At the edge of the field, by a grove of willows, four black inmates, stripped to the waist, were heaping dead tree branches on a fire.
"Y'all ought to have Aaron in isolation, Cap," I said.
He cut the ignition and spit tobacco juice out the window.
"When he asks," he replied.
"He won't."
"Then that's his goddamn ass."
The captain walked partway out in the field on his cane and raised the hook and held it motionless in the air. Aaron squinted out of the dust and heat and exhaust fumes, then eased the throttle back without killing the engine, as though he could not will himself to separate entirely from the mechanical power that had throbbed between his thighs all day.
Aaron walked toward us, wiping his face with a dirty handkerchief, past the group of blacks burning field trash. Their eyes never saw him; their closed circle of conversation never missed a beat.
He stood by the truck, his body framed by the sun that hung in a liquid yellow orb over the Mississippi levee.
"Yes, sir?" he said to the captain.
"Water it and piss it, Crown," the captain said. He limped on his cane to the shade of a gum tree and lit his pipe, turned his face into the breeze off the river.
"I understand you're having some trouble," I said.
"You ain't heered me say it."
He walked back to the watercooler belted with bungee cord to the wall of the pickup bed. He filled a paper cup from the cooler and drank it, his gaze fixed on the field, the dust devils swirling in the wind.
"Is it the BGLA?" I asked.
"I don't keep up with colored men's organizations."
"I don't know if you're innocent or guilty, Aaron. But up there at Point Lookout, the prison cemetery is full of men who had your kind of attitude."
"That levee yonder's got dead men in it, too.

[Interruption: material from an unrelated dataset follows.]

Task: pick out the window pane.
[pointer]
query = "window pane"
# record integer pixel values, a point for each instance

It's the way it is." He wadded up the paper cup by his side, kneaded it in his hand, a piece of cartilage working against his jawbone.
"I'm going to talk to a civil rights lawyer I know in Baton Rouge. He's a black man, though. Is that going to be a problem?"
"I don't give a shit what he is. I done tole you, I got no complaint, long as I ain't got to cell with one of them."
"They'll eat you alive, partner."
He stepped toward me, his wrists seeming to strain against invisible wires at his sides.
"A man's got his own rules. I ain't ask for nothing except out. . . Goddamn it,
you tell my daughter she ain't to worry," he said, his eyes rimming with water. The top of his denim shirt was splayed tightly against his chest. He breathed through his mouth, his fists gathered into impotent rocks, his face dilated with the words his throat couldn't form.
I got back home at dark, then I had to go out again, this time with Helen Soileau to a clapboard nightclub on a back road to investigate a missing person's report.